Steve Henderson likes to call himself an “energy warrior” based on his experience in logistics during a 31-year career in the U.S. Army, which included time in Iraq and Afghanistan, culminating in the rank of Brigadier General. He sees climate change making the U.S. vulnerable to everything from foreign enemies to the weather.
“I believe climate change makes us strategically vulnerable and drives a chain of events that makes the world more unstable,” said Henderson. The catastrophic weather events we’ve seen here from Katrina on shows how vulnerable we can be.”
Henderson believes America needs to develop a green economy with renewable energy that will drive change. He says the U.S. is addicted to oil. Even if this country produced all of its own oil, there is still too strong a dependence on it.
“Why can’t we have the new Silicon Valley be right here in Lexington, Ky. for a green energy revolution?” Henderson wonders aloud. “I’m convinced a nation that put a man on the moon 44 years ago has the intellectual capital, drive and entrepreneurial spirit to make this happen. But we haven’t set conditions for that in the U.S.”
A third forum speaker was Bob Inglis, former Republican congressman from South Carolina who is executive director of the Energy and Enterprise Initiative at George Mason University in Fairfax, Va. Inglis founded E&EI and guides it by the principles of free enterprise and economic growth, limited government and accountability to solve energy and climate challenges.
“We have a challenge but the good news is there’s an answer in free enterprise,” Inglis explained. “We need a ‘cop on the beat’ to make all fuels accountable for their costs. Some fossil fuels get to belch and burn without accountability. There are hidden costs which create a market distortion that holds back innovation.”

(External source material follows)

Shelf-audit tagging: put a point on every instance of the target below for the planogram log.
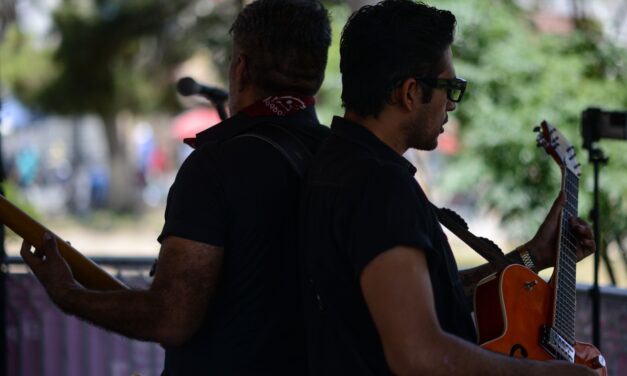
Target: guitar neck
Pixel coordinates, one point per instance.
(565, 267)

Inglis suggests taxing carbon upstream at the mine or at the beginning of the pipeline. Attach a price to carbon dioxide. That tax is paired with a reduction in other taxes, dollar for dollar, so in theory it becomes revenue-neutral.
Inglis is well aware of Kentucky’s dependence on coal. “If it is not innovative, coal will go the way of textiles and tobacco (products in decline in his state). If there is not a technological breakthrough in carbon capture sequestration then coal really has a challenge. A valuable commodity could turn out to be not so valuable,” he concluded.
Paul Vincelli, a UK professor and forum organizer said he chose the speakers for the forum because of their stature in the field of climate change. He didn’t want people to come and talk about the science necessarily. “Climate change is an issue that touches our deeply held and shared values as Americans and Kentuckians,” he said.